# school + ?



## mrhnau (May 22, 2006)

One thing I've seen with alot of martial arts stores/locations is that alot of the time there are no classes going on during the day. Some of the sites I've seen only have classes starting at 5 or 6 in the evening. If you are a propriater, do you attempt to do something in the down time? Or, if this is your full time job, how do you keep classes going all day long, or are you making enough to where there is no need to do so?

I guess I just see so much floor space sitting there unused for so many hours a day, and I've been wondering how groups deal with it...


----------



## Rick Wade (May 22, 2006)

Easy bring in a yoga instructor or a arobics instructor and let them rent out floor space.  during the day  you should be hitting the groups up like rotary and the dirent lodges as well as boy scouts and girl scouts to do a quick 1 hour seminar/speaking engaement.  

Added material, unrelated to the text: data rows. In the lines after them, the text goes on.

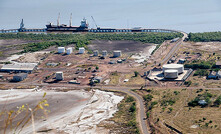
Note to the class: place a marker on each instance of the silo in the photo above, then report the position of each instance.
(170, 74)
(177, 67)
(95, 52)
(104, 53)
(81, 50)
(61, 50)
(69, 50)
(117, 53)
(59, 75)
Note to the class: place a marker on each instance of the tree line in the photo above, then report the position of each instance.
(204, 37)
(81, 40)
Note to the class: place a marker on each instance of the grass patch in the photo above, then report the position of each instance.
(171, 107)
(125, 118)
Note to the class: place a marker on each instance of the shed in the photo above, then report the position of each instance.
(181, 61)
(212, 75)
(202, 102)
(20, 77)
(98, 79)
(218, 74)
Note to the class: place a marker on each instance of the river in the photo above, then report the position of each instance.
(185, 15)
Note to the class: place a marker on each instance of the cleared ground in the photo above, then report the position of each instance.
(171, 108)
(9, 47)
(124, 46)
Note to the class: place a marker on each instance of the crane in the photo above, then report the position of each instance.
(95, 22)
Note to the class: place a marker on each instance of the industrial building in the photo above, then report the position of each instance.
(117, 53)
(19, 67)
(174, 72)
(170, 74)
(19, 77)
(178, 67)
(69, 50)
(61, 50)
(98, 79)
(96, 52)
(59, 76)
(81, 50)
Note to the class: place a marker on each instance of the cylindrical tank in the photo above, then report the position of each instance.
(69, 50)
(61, 50)
(177, 67)
(170, 74)
(104, 53)
(117, 53)
(81, 50)
(59, 75)
(95, 52)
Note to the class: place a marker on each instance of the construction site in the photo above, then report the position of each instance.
(110, 65)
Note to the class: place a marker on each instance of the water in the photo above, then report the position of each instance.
(185, 15)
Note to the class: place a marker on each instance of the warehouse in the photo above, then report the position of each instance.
(170, 72)
(19, 67)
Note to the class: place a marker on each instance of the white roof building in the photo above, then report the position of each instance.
(19, 67)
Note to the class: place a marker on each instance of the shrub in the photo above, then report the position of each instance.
(217, 102)
(130, 99)
(148, 97)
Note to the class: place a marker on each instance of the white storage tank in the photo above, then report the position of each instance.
(59, 76)
(170, 74)
(69, 50)
(61, 50)
(178, 67)
(95, 52)
(81, 50)
(104, 53)
(117, 53)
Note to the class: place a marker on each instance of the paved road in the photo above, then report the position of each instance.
(141, 110)
(174, 49)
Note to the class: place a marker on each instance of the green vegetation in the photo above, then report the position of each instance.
(81, 40)
(205, 96)
(130, 99)
(205, 37)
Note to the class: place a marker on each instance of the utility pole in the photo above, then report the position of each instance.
(58, 19)
(71, 20)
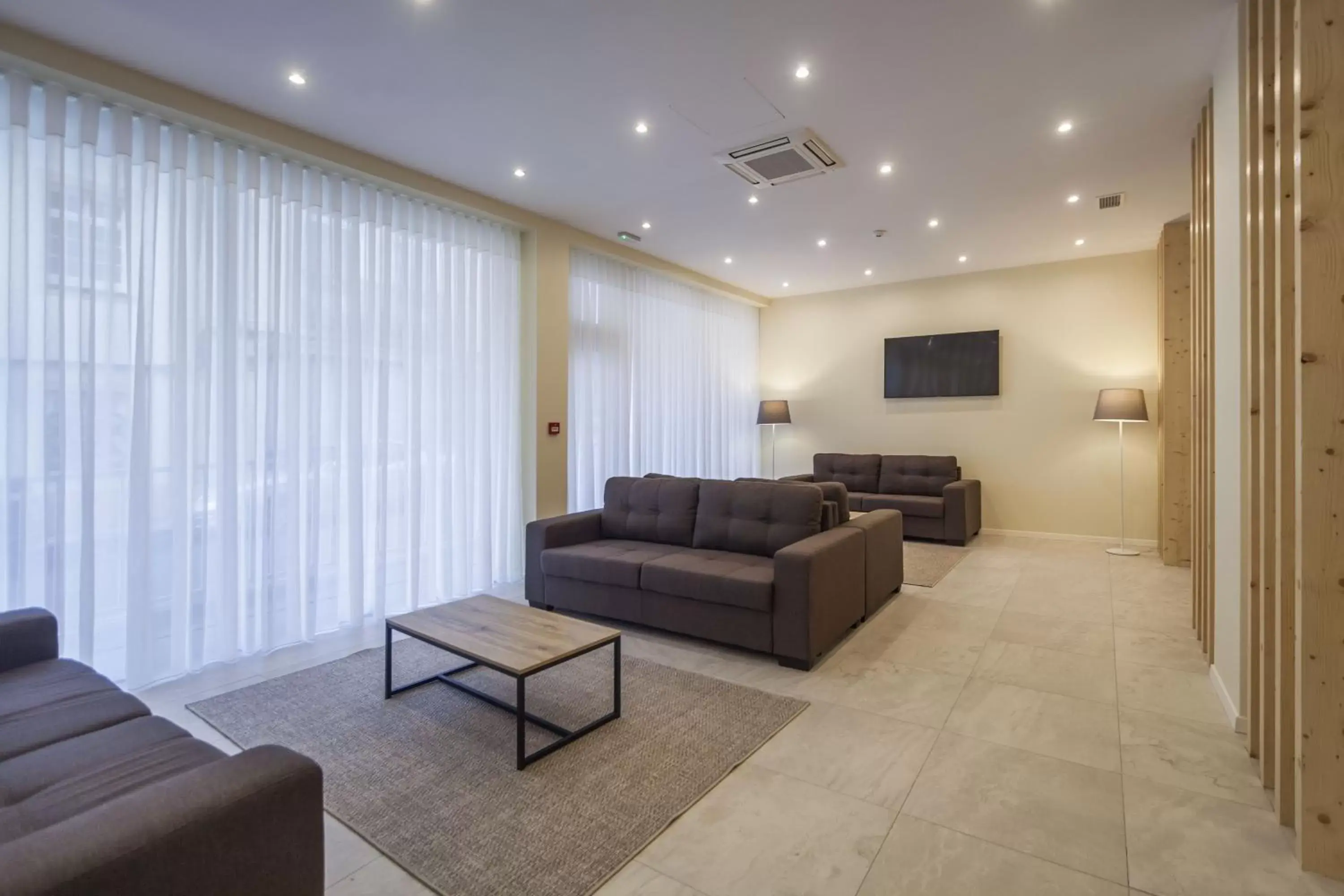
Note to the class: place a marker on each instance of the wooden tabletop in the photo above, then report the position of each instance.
(510, 637)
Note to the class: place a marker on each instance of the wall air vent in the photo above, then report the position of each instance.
(777, 160)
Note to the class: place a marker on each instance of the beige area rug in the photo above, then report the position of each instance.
(928, 563)
(428, 777)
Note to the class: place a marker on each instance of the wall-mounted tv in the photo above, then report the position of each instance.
(944, 366)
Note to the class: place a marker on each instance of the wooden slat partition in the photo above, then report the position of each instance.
(1285, 363)
(1174, 420)
(1266, 385)
(1319, 263)
(1250, 369)
(1202, 381)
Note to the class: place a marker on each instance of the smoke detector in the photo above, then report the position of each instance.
(777, 160)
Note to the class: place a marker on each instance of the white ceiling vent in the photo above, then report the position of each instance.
(769, 163)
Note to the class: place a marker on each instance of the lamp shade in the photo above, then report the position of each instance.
(773, 413)
(1125, 406)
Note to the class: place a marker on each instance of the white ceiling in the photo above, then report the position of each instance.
(963, 96)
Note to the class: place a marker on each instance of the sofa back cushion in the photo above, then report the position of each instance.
(659, 509)
(756, 517)
(855, 472)
(917, 474)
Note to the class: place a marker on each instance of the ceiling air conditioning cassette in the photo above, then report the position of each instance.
(777, 160)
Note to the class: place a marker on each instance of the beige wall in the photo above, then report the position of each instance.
(1068, 330)
(546, 242)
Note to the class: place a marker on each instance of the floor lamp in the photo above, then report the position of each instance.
(773, 414)
(1121, 406)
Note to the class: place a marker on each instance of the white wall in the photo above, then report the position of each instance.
(1228, 375)
(1068, 331)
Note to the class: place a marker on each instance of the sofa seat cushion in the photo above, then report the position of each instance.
(715, 577)
(604, 562)
(22, 777)
(857, 500)
(96, 786)
(660, 509)
(857, 472)
(56, 699)
(908, 504)
(917, 474)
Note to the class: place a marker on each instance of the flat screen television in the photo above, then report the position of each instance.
(943, 366)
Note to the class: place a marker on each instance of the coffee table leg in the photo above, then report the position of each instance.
(522, 722)
(388, 664)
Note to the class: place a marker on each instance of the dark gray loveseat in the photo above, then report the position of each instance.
(99, 797)
(929, 491)
(742, 563)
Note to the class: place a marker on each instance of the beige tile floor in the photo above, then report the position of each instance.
(1038, 724)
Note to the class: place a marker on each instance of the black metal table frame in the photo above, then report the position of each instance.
(519, 708)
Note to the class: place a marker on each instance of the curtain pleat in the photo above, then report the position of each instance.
(663, 379)
(245, 401)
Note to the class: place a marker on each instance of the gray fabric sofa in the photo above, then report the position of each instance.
(741, 563)
(929, 491)
(100, 797)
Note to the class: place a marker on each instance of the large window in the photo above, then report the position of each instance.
(663, 379)
(244, 401)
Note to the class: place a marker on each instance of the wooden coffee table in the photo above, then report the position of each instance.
(513, 638)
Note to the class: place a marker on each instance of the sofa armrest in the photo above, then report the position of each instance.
(961, 511)
(819, 594)
(557, 532)
(246, 825)
(26, 637)
(883, 555)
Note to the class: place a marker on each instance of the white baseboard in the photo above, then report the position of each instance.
(1065, 536)
(1238, 723)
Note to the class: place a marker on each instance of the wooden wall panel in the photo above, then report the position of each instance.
(1285, 363)
(1202, 381)
(1266, 383)
(1250, 373)
(1174, 404)
(1320, 447)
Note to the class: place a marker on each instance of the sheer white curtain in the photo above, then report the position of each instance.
(244, 401)
(663, 378)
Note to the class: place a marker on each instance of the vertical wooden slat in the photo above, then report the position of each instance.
(1320, 405)
(1268, 390)
(1174, 405)
(1211, 386)
(1197, 378)
(1250, 375)
(1285, 401)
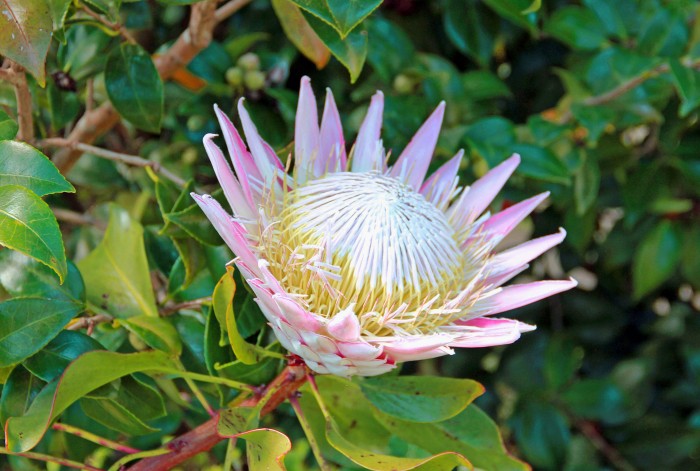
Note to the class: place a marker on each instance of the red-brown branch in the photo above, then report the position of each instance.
(197, 36)
(204, 437)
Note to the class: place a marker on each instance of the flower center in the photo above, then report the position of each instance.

When you can't teach because people are working let some one rent your space.  While they are renting your space work on getting new business.

You can run a class during lunch time though.

V/R

Rick


----------



## Old Fat Kenpoka (May 22, 2006)

I suggest turning part of your school into a cafe.   That way, hungry passersby can watch and become interested in martial arts training.  And, exhausted and thirsty students can spend money refreshing themselves after class.   You could even have a frequent diner card and offer a free lesson after 10 latte's.


----------



## Zoran (May 23, 2006)

I wrote a short article about this.



> Many school owners only use about 10-25% of their facility's time slots. To increase revenue, many owners have opted to change their system to accommodate more people. Such as making their system more friendly and easier to gain rank, such as black belt. They then wonder why some martial artists are calling their school a McDojo.
> 
> *How a McDojo is Born*
> First, let&#8217;s look at why this happens. When you open a martial arts school, you are only attracting a very small percentage of the local population. Let&#8217;s face it, not many people wish to be in the martial arts for various reasons. Even with those that wish to try a martial art, many will not wish to apply themselves to the necessary discipline and physical/mental hardships that most martial arts system require. So what happens is the school owner will change their system to allow more people to join and stay interested. After a time, a McDojo is born.
> ...


----------



## Old Fat Kenpoka (May 23, 2006)

Zoran said:
			
		

> I wrote a short article about this.


 
What?  No Latte's?


----------



## TigerWoman (May 23, 2006)

I teach a 8AM TKD class for women.  There is a M-W-F noon class--mostly black belts and upper rank now.  Then at 2:30 is the 4-5 yr. olds, then two more kids classes.  Then there is a women's kickboxing class at 5:30PM T-Th. then a regular TKD family class every night of the week, and on Fridays, a BB class late 8PM. So the only time is in the mornings and an hour in the early afternoon.  If you have daycare you can fill those classes, but otherwise not.  TW


----------



## stickarts (May 23, 2006)

We haven't gotten many calls from people interested in day classes over the years and in our situation we couldn't easily cover them either. It is a shame to have the down time for space that we are paying for. It has been difficult to find someone to sublet to that would also be a good fit for what we do here.
To fill the space during the down time would be a great way to help pay the bills and bring more traffic through the school.


----------



## Zoran (May 23, 2006)

Old Fat Kenpoka said:
			
		

> What?  No Latte's?


How about a martial arts bookstore/cofee shop. Where you can watch a martial arts class as you sip your coffee and read your favorite MA book or magazine.


----------



## bushidomartialarts (May 24, 2006)

when i'm rich and famous, i'll have a coffe shop/bookshop next door to my dojo.  the shop will have several comfy couches and closed-circuit tv monitors showing what's going on in class on the other side.

provides a good service, a comfy waiting space, extra income and a way to keep the parents off the sidelines.


----------



## Old Fat Kenpoka (May 24, 2006)

Zoran said:
			
		

> How about a martial arts bookstore/cofee shop. Where you can watch a martial arts class as you sip your coffee and read your favorite MA book or magazine.


 
Good idea...but... then Barnes & Noble and Borders will take over...  And we will all be in big trouble when they open a Tae Kwon Do section between their coffee shop and the kids books...


----------